2. Die Klägerin verlangt demnach zu Recht den Ersatz des aufgewandten Bruttogehalts. Sie muss dabei indessen den Abzug hinnehmen, den das Landgericht wegen ersparter Verpflegungskosten der Verletzten gemacht hat. Insoweit konkurrieren die Ansprüche der Klägerin mit denen der gesetzlichen Krankenversicherung, wobei das Quotenvorrecht des öffentlichen Versicherungsträgers den Ausschlag gibt (vgl. Urteil des erkennenden Senats vom 20. Mai 1958 – VI ZR 130/57 = VersR 58, 454). Das Berufungsgericht ist hierauf nicht eingegangen, weil die Klageforderung nach seiner Ansicht um die (höheren) Steuern und Sozialbeiträge zu kürzen gewesen wäre.
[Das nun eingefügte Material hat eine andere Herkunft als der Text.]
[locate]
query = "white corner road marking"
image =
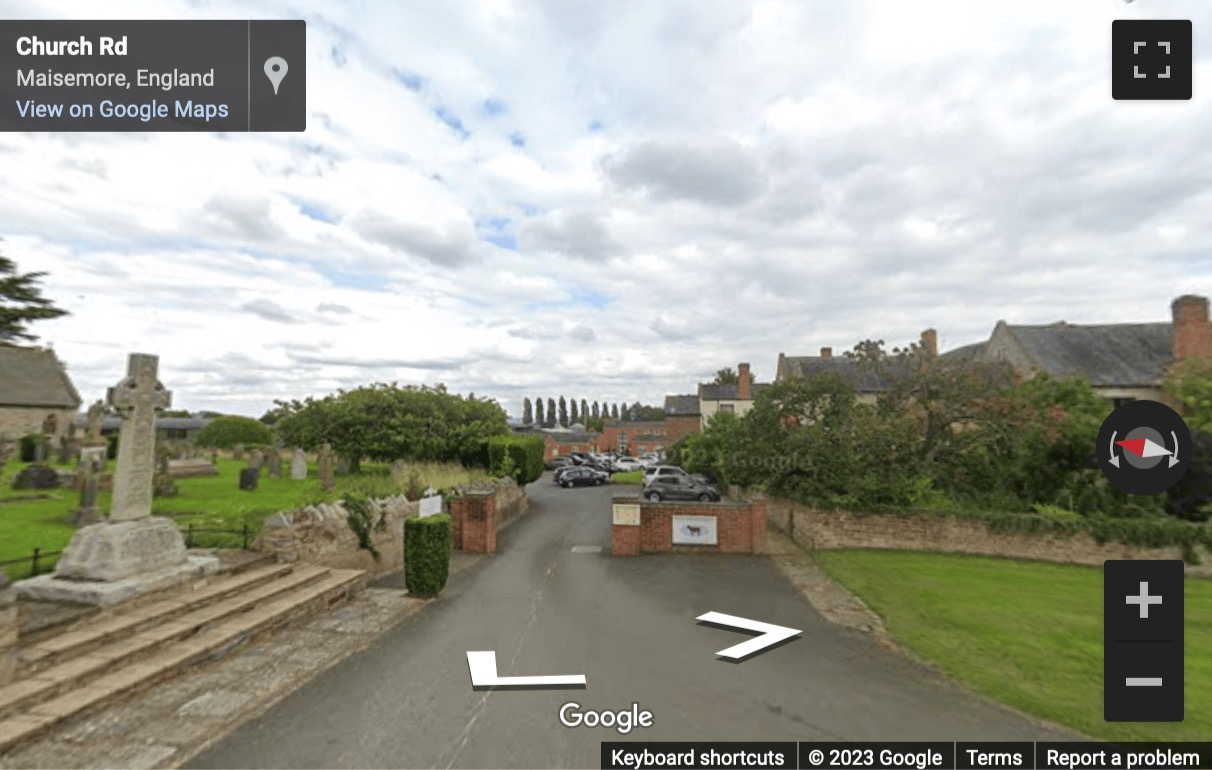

Indem die Krankenkasse die Kosten der Krankenhauspflege trägt, gewährt sie dem Verletzten u.a. den Unterhalt, den dieser sonst aus seinem Erwerbseinkommen bestreiten müsste. Zu diesem Teil geht deshalb – nach dem Grundsatz der kongruenten Deckung – der Anspruch auf Ersatz des Erwerbsschadens nach § 1542 RVO auf den Versicherungsträger über. Der Dienstherr, der das volle Gehalt weiterzahlt, kann ihn nicht mehr erlangen und geltend machen. Eine Doppelzahlung ist dem Schädiger nicht aufzuerlegen. Der Höhe nach beschränkt sich der Quotennachteil des Arbeitgebers allerdings auf die Beträge, die der Verletzte außerhalb des Krankenhauses für seine Verpflegung aufgewandt hätte; denn nur insoweit entlastet ihn die Krankenkasse hinsichtlich seines Erwerbsschadens. Soweit die Verpflegungskosten im Krankenhaus höher liegen, handelt es sich um vermehrte Bedürfnisse des Verletzten, die vom Schädiger neben dem Erwerbsschaden auszugleichen sind; hiervon wird der Arbeitgeber nicht berührt (vgl. hierzu Wussow, Unfallhaftpflichtrecht 8. Aufl., TZ 1883, 1884).

Das Landgericht hat die im Krankenhaus ersparten Verpflegungskosten der Verletzten auf 4,00 DM täglich gleich insgesamt 184,00 DM geschätzt. Hiergegen ist aus Rechtsgründen nichts zu erinnern.

3. Die Berufung gegen das Urteil des Landgerichts ist demnach im Ergebnis zu Recht zurückgewiesen worden. Insoweit konnte die Revision der Klägerin keinen Erfolg haben (§ 563 ZPO). Dagegen war dem Rechtsmittel stattzugeben, soweit es die teilweise Abweisung des Feststellungsbegehrens rügt. Dieser Ausspruch des Berufungsurteils war aufzuheben und die erstrebte Feststellung in ihrem vollen Umfang auszusprechen.

Die Kostenentscheidung beruht auf §§ 97, 91, 92 ZPO.